Kepada Temanku


Selamat pagi, Temanku…
Untukmu yang hari ini memulai langkah baru.
Apa kabar? Sudah lama rasanya aku tidak menyapamu dengan nada bicara yang ramah.
Mendengar dirimu sudah mulai menemukan kehidupanmu yang lebih baik, mataku berbinar-binar. Aku membayangkan dirimu berdiri dengan gagahnya sebagai seseorang yang memiliki kedudukan, berdiri dengan badan tegap penuh percaya diri.


Teman…  
Dalam setiap fase baru yang kau lalui, aku ingin menjadi orang yang pertama kali menyaksikan itu. Aku ingin menatap matamu yang berbinar, berharap bisa ikut menyiapkan keperluanmu sebelum memulai hari baru, memberimu sekotak susu dan sepotong roti pagi-pagi. Aku ingin mendengar cerita bahagiamu seketika kau pulang dari tempatmu bekerja.

Teman…
Tapi aku membuat kesalahan pagi ini. Aku tidak pernah jera melukaimu. Iya kan? Aku selalu membuatmu merasa bersalah dan membuat harimu buruk. Iya kan? Aku Selalu mengulang kesalahan dan kecerobohan yang sama. Berkali-kali aku ingin melakukan yang terbaik untuk dirimu, tapi berulang kali itu aku gagal. Bahkan berujung pada kemarahanmu. Seperti pagi ini. Ya, pagi ini. Betapa aku menyesali keteledoranku hingga semalam suntuk aku tidak bisa tidur nyenyak menunggu pagi tiba, tapi seketika pagi, aku pun tak bisa menyelesaikan janjiku tepat waktu. “Aku itu K**** P****** harus berangkat pagi.
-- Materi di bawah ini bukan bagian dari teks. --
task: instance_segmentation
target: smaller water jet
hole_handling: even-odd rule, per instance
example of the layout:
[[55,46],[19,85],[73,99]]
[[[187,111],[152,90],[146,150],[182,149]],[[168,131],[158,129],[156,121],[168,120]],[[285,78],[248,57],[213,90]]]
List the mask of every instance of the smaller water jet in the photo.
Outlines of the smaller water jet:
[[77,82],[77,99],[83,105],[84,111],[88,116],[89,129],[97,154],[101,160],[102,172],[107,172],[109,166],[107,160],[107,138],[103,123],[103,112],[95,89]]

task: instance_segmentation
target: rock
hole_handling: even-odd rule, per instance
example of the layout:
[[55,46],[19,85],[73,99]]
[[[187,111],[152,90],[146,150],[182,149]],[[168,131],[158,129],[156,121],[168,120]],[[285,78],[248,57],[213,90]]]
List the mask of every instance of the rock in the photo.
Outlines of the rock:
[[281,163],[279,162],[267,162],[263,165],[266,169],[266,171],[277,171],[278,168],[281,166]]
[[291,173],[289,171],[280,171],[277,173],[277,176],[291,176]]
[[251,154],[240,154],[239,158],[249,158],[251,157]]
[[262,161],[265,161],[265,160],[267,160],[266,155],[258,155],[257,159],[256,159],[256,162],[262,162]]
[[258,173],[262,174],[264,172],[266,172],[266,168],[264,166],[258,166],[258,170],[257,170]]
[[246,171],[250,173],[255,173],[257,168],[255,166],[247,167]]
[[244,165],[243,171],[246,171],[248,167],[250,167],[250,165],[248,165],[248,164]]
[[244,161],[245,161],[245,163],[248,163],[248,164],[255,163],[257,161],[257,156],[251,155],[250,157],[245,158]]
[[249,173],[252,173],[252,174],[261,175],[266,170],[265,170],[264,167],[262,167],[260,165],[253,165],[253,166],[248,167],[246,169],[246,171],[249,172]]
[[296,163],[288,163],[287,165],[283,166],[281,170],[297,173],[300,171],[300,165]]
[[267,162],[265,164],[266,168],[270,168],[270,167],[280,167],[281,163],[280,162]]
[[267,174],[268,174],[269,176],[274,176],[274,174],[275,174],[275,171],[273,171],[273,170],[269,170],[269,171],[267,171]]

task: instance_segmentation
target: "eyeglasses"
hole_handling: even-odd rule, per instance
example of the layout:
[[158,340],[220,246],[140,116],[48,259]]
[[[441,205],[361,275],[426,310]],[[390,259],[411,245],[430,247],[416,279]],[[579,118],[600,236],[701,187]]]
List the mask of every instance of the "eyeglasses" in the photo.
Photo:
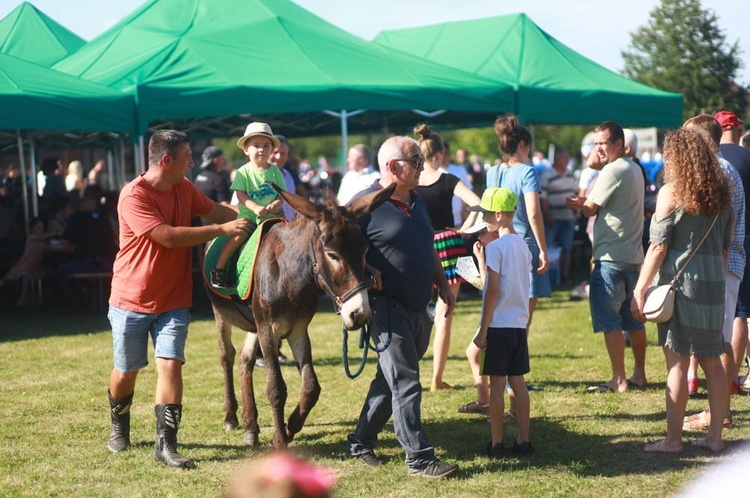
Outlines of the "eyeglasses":
[[611,143],[611,140],[605,140],[603,142],[594,142],[594,145],[596,145],[597,147],[601,147],[602,145],[610,145]]
[[401,158],[401,159],[393,159],[393,161],[403,161],[405,163],[412,163],[414,166],[414,169],[420,170],[424,168],[424,157],[422,156],[412,156],[409,159]]

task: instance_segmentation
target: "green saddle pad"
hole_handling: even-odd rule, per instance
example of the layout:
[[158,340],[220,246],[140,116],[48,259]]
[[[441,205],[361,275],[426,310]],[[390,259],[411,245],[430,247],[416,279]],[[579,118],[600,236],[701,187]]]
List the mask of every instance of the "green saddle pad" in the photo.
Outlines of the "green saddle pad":
[[[252,235],[250,235],[250,238],[247,239],[247,242],[234,252],[227,263],[227,284],[229,286],[235,286],[236,294],[243,300],[249,299],[253,290],[253,268],[255,267],[255,255],[258,252],[260,241],[263,235],[268,232],[268,229],[280,221],[285,222],[283,218],[271,218],[261,223]],[[208,288],[210,288],[214,294],[229,299],[230,296],[235,293],[233,289],[215,289],[211,286],[211,270],[216,266],[216,262],[219,260],[219,255],[221,254],[221,249],[224,247],[227,240],[229,240],[229,237],[222,235],[211,241],[206,250],[206,257],[203,261],[203,278],[208,283]]]

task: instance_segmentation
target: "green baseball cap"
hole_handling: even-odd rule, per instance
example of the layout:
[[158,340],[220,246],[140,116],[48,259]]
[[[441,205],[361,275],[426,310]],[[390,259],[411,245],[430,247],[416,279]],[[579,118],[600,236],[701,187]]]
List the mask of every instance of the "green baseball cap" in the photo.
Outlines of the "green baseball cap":
[[477,206],[470,206],[469,211],[483,213],[507,213],[516,210],[518,196],[504,187],[491,187],[484,191],[482,200]]

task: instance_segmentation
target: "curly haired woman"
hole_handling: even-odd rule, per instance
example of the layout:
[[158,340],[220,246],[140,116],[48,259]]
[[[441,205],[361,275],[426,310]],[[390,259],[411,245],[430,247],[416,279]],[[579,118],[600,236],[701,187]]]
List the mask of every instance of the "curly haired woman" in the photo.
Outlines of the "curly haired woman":
[[[729,181],[701,132],[682,128],[667,135],[664,171],[667,183],[659,191],[651,222],[651,246],[633,292],[631,311],[636,319],[645,320],[645,293],[654,276],[658,273],[659,284],[669,283],[708,232],[676,284],[672,318],[657,326],[667,362],[667,436],[646,445],[644,451],[679,453],[691,354],[706,373],[711,412],[726,411],[728,386],[720,356],[724,351],[724,268],[734,211]],[[706,437],[693,445],[723,450],[722,429],[722,418],[714,417]]]

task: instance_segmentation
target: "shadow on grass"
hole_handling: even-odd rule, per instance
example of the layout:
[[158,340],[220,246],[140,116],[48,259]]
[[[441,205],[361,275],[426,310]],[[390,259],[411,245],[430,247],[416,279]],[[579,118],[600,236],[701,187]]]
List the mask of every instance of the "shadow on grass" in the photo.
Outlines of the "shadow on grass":
[[66,315],[56,307],[16,307],[2,310],[0,343],[110,330],[105,315]]
[[[618,418],[613,417],[613,418]],[[633,417],[643,418],[643,417]],[[663,413],[649,418],[664,419]],[[455,420],[431,423],[427,427],[430,441],[444,451],[448,459],[461,465],[462,475],[471,477],[486,472],[485,465],[475,462],[490,439],[489,424],[485,420],[457,423]],[[520,463],[529,469],[564,468],[579,477],[627,476],[634,473],[653,474],[681,471],[705,465],[699,456],[705,451],[685,444],[679,455],[644,453],[643,445],[663,438],[663,433],[646,434],[643,440],[627,441],[624,436],[582,434],[568,430],[554,420],[534,418],[531,425],[534,455],[528,458],[509,457],[503,462],[491,462],[502,468]],[[450,436],[448,436],[450,434]],[[515,428],[506,428],[506,446],[513,440]],[[467,444],[474,441],[475,444]],[[730,448],[731,449],[731,448]]]

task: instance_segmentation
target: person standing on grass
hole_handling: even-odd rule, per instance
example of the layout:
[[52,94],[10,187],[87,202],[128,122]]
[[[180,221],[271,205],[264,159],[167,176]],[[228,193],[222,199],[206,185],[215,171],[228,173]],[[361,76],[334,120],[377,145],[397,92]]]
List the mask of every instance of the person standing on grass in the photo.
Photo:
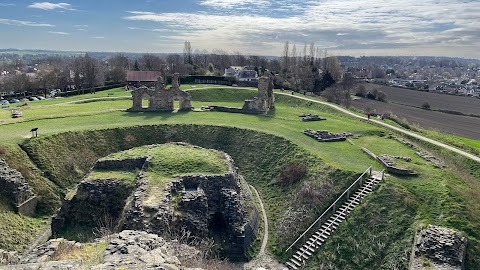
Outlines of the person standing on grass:
[[370,116],[372,116],[370,113],[367,114],[368,121],[370,121]]

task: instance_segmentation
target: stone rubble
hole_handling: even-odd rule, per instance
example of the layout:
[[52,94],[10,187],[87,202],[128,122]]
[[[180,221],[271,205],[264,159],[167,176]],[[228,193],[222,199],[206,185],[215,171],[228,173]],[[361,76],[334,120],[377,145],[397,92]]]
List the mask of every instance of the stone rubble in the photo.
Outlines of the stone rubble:
[[466,250],[467,239],[458,232],[429,225],[415,237],[410,270],[463,270]]
[[303,122],[327,120],[327,118],[320,117],[318,114],[302,113],[299,116],[301,117]]
[[306,129],[303,131],[303,134],[316,139],[319,142],[340,142],[345,141],[347,137],[352,136],[351,133],[342,132],[342,133],[330,133],[326,130],[312,130]]
[[[200,254],[200,251],[175,241],[167,242],[156,234],[125,230],[96,241],[107,242],[103,260],[96,265],[85,265],[85,262],[79,259],[58,261],[58,259],[61,259],[61,255],[68,255],[85,247],[84,244],[59,238],[38,246],[19,261],[2,261],[4,264],[9,263],[9,265],[0,266],[0,270],[117,270],[122,268],[202,270],[200,268],[186,268],[177,258],[177,255],[194,258]],[[0,250],[0,256],[2,256],[0,258],[4,257],[4,253]]]
[[401,138],[397,138],[397,137],[393,137],[393,138],[395,140],[397,140],[398,142],[400,142],[400,143],[412,148],[413,150],[415,150],[416,151],[415,154],[417,154],[419,157],[425,159],[426,161],[429,161],[429,162],[433,163],[433,165],[435,165],[435,167],[437,167],[437,168],[447,167],[443,161],[441,161],[437,157],[433,156],[432,154],[423,151],[422,149],[420,149],[419,147],[417,147],[413,143],[407,142],[406,140],[401,139]]

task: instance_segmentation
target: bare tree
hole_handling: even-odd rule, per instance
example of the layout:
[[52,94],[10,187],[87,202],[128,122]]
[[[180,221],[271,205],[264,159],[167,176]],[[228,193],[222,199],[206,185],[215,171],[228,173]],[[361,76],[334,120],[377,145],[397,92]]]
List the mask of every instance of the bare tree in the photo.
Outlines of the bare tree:
[[333,79],[339,82],[342,79],[342,67],[336,56],[329,56],[324,59],[325,70],[332,74]]
[[141,70],[147,71],[160,71],[165,65],[165,61],[157,55],[154,54],[144,54],[140,59]]
[[124,82],[128,70],[128,57],[123,54],[116,54],[108,60],[109,70],[107,73],[108,79],[114,82]]
[[192,45],[190,41],[185,41],[183,46],[183,63],[184,64],[193,64],[192,61]]
[[290,55],[289,55],[289,50],[290,50],[290,45],[288,44],[288,41],[285,41],[285,45],[283,47],[283,55],[282,55],[282,73],[284,75],[287,74],[289,64],[290,64]]

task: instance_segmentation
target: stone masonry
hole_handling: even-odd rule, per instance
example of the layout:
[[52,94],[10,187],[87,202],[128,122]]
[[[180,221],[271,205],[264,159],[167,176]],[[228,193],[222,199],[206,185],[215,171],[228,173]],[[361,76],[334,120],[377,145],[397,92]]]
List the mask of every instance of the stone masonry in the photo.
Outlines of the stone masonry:
[[[172,87],[166,89],[162,77],[158,77],[156,88],[142,86],[132,91],[133,106],[128,109],[130,112],[144,111],[173,111],[174,101],[180,102],[180,110],[192,109],[192,96],[180,89],[179,74],[173,74]],[[142,100],[148,99],[148,107],[142,106]]]
[[229,166],[227,173],[178,177],[154,202],[147,202],[148,182],[140,184],[126,210],[123,228],[158,235],[188,231],[193,237],[206,238],[212,234],[212,224],[220,219],[224,222],[221,238],[228,243],[222,247],[223,255],[244,260],[246,248],[256,239],[258,210],[251,203],[252,194],[233,160],[225,153],[222,155]]
[[33,193],[22,174],[0,159],[0,193],[9,199],[15,210],[25,216],[35,214],[37,196]]
[[458,232],[429,225],[415,236],[410,270],[464,270],[466,250]]
[[263,76],[258,79],[258,95],[245,100],[242,110],[248,113],[266,113],[275,108],[275,97],[273,95],[273,79]]
[[256,239],[258,211],[231,157],[219,154],[228,165],[227,173],[176,177],[164,190],[156,191],[159,195],[153,200],[147,198],[152,186],[145,171],[154,157],[126,159],[125,163],[99,160],[94,168],[138,168],[140,161],[144,164],[135,183],[128,185],[115,179],[82,181],[74,197],[62,205],[53,219],[52,232],[55,234],[68,224],[95,228],[105,217],[113,221],[116,230],[145,231],[174,238],[184,232],[191,237],[207,238],[218,231],[224,243],[223,255],[243,260],[246,248]]

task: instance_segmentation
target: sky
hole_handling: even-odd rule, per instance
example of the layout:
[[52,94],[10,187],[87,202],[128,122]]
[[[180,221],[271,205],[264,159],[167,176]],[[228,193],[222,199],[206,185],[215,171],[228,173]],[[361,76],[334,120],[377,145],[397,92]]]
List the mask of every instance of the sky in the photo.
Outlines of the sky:
[[0,48],[480,58],[480,0],[0,0]]

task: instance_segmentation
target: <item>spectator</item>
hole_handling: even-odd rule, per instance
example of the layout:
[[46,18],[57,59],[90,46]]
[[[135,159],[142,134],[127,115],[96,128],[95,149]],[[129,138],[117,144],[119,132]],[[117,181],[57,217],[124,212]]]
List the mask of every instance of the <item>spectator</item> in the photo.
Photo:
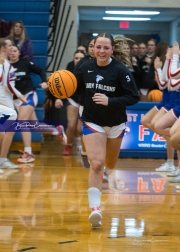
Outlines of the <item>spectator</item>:
[[33,59],[33,47],[30,38],[27,36],[25,26],[22,21],[14,22],[10,34],[7,37],[14,45],[18,46],[21,53],[21,58],[32,60]]
[[[84,54],[86,55],[87,54],[87,47],[85,45],[79,45],[77,47],[77,51],[83,51]],[[67,64],[67,67],[66,67],[66,70],[69,70],[70,72],[73,72],[74,70],[74,59],[72,61],[70,61],[68,64]]]
[[9,35],[11,27],[13,25],[12,21],[6,22],[5,20],[0,20],[0,37],[5,38]]
[[140,62],[140,70],[141,70],[141,77],[140,77],[140,100],[147,101],[147,94],[149,92],[149,88],[146,85],[146,78],[149,72],[149,67],[152,62],[152,57],[154,55],[156,49],[156,40],[150,39],[147,42],[147,52],[144,57],[141,58]]
[[137,43],[133,43],[131,46],[131,57],[138,57],[139,46]]
[[139,43],[139,49],[138,49],[138,58],[142,59],[146,55],[146,44],[145,43]]

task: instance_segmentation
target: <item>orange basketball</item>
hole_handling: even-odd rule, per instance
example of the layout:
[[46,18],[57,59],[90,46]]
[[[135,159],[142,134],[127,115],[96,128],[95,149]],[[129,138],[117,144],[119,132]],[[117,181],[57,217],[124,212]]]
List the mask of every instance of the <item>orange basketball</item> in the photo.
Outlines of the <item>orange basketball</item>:
[[48,78],[48,89],[56,98],[64,99],[72,96],[77,88],[77,80],[68,70],[57,70]]
[[150,102],[160,102],[162,101],[162,92],[158,89],[151,90],[147,95],[147,99]]

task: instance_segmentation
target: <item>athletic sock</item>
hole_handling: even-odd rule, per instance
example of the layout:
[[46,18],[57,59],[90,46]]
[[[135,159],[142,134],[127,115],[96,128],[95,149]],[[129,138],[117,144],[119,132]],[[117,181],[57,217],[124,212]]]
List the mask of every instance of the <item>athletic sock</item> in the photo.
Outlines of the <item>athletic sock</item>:
[[0,158],[0,164],[4,163],[7,161],[7,158]]
[[24,152],[32,154],[32,148],[31,147],[24,147]]
[[88,189],[88,200],[89,200],[89,207],[100,207],[101,205],[101,195],[102,193],[96,187],[90,187]]
[[174,166],[174,159],[168,159],[167,163],[168,163],[169,167]]

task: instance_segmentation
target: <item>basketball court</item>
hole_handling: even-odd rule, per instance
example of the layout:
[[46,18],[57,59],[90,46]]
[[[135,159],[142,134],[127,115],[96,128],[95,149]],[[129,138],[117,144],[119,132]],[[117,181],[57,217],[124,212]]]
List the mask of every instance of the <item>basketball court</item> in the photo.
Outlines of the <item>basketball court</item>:
[[103,184],[102,227],[92,229],[88,170],[76,148],[62,150],[47,137],[34,166],[1,175],[0,251],[180,251],[180,193],[154,171],[165,160],[119,159]]

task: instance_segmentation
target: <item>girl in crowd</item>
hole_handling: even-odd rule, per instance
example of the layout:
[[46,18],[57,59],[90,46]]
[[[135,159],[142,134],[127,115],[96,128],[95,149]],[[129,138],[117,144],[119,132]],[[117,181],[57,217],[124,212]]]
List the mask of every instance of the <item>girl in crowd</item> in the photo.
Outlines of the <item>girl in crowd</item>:
[[20,48],[20,57],[23,59],[33,59],[33,47],[30,38],[26,34],[26,29],[22,21],[14,22],[8,36],[14,45]]
[[124,64],[112,58],[114,40],[103,33],[95,38],[95,58],[76,72],[77,94],[84,93],[83,141],[90,163],[88,199],[92,227],[101,225],[104,166],[114,168],[125,130],[126,106],[138,102],[134,79]]

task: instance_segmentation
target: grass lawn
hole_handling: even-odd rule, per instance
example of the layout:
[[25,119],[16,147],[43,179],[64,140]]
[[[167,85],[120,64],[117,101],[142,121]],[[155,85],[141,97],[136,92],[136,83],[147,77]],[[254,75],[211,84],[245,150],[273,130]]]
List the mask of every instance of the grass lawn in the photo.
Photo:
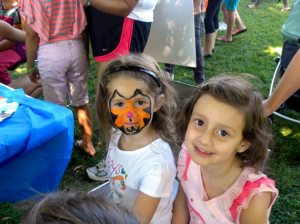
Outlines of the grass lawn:
[[[248,31],[236,36],[234,42],[230,44],[217,43],[213,58],[205,61],[206,77],[220,73],[253,74],[261,80],[256,85],[267,97],[276,67],[274,59],[282,45],[280,30],[288,12],[280,12],[282,2],[265,0],[257,10],[246,8],[249,3],[249,0],[241,0],[239,7],[241,18],[247,25]],[[96,71],[97,65],[92,62],[89,75],[92,109],[94,109],[97,84]],[[16,70],[14,76],[24,72],[23,66]],[[192,77],[190,69],[175,68],[176,80],[193,84]],[[300,118],[300,115],[293,111],[286,111],[286,113]],[[270,147],[272,153],[268,163],[268,175],[276,180],[280,196],[273,207],[270,223],[300,223],[300,149],[298,147],[300,125],[274,117],[272,128],[274,142]],[[97,129],[96,125],[94,129]],[[75,138],[79,136],[79,128],[76,125]],[[77,150],[73,151],[60,190],[89,190],[99,185],[99,182],[89,180],[85,173],[87,167],[95,165],[105,154],[101,150],[101,142],[97,138],[96,131],[94,144],[97,147],[95,158],[90,158]],[[23,207],[24,204],[0,203],[0,224],[19,223],[24,213]]]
Sedangkan aku belum mandi.” katamu di telefon. Iya aku tahu itu, Teman. Kau harus berangkat pagi sedang baju yang hendak kau pakai masih ada di tanganku. Aku pun di sini tidak sekedar diam dan lari dari tanggung jawabku, aku mengusahakan untuk bisa selesai tepat waktu. Tapi apalah daya, langkah kakiku terbatas. Tapi, Aku bahagia akhirnya kau bisa menganggap dirimu berharga, walaupun kau mengakui itu dalam keadaan marah. Beribu maaf aku sampaikan padamu, Teman.

Teman…
Kadang aku berpikir, Untuk bisa menjadi teman baikmu, haruskah sepayah ini? Haruskah sebanyak ini aku gagal membuatmu bahagia? Aku mulai meraba diriku sendiri dan berpikiran bahwa memang mungkin sebaiknya aku tak perlu ada. Teman, tiap kali kau marah, jengkel padaku, sebenarnya setiap kali itu pula aku menangis dalam hati. Aku diam dan memilih untuk mengalah. Bukan karena dirimu benar, tapi karena aku merasa tak pernah berarti untukmu. Aku menangisi kebodohanku. Tiap itu pula aku menyalahkan takdir yang mempertemukan kita. Sebagai teman, ya sebagai teman.. haruskah sepayah ini untuk bisa berteman baik denganmu? Tidak sulit bagiku untuk memahami karaktermu, bagiku setiap kemarahan dan ucapan menyakitkan yang kau lontarkan adalah ketidaksengajaan. Aku memaklumi dan memaafkan. Namun, satu kalimatmu “Mungkin karena kau penulis kau jadi berlebihan menyikapi keadaan,” terlalu membuat hatiku sakit. Lalu tanganku pun lumpuh. Aku mulai merasa jera untuk menulis.

Teman…
Tak muda bagiku menerjemahkan rasa sayangku padamu selain melalui tulisan. Karena bersikap dan berbicara pun aku selalu salah. Jika aku tidak lagi bisa menulis, dengna apa kau akan tahu betapa aku menyayangimu? Mungkin memang lebih baik seperti itu. Lagipula, tidak ada satu kalimatpun yang dapat mewakili gambaran perasaanku padamu. Teman, satu hal yang harus kau tahu, di bulan ke-10 perkenalan kita ini, aku telah merasa gagal menjadi teman baikmu. Bolehkah aku menyalahkan diriku sendiri? Kau benar. Aku tidak pernah mikir.

Teman…
Aku menulis ini di pagi yang cerah, dengan membayangkan dirimu berdiri dengna penuh wibawa di sana, memegang kendali kegiatan yang telah kau rancanakan jauh-jauh hari, dengna senyummu yang mengembang, dengan sisa-sisa kemampuanku merangkai kalimat dan air mata yang tak berhenti mengalir.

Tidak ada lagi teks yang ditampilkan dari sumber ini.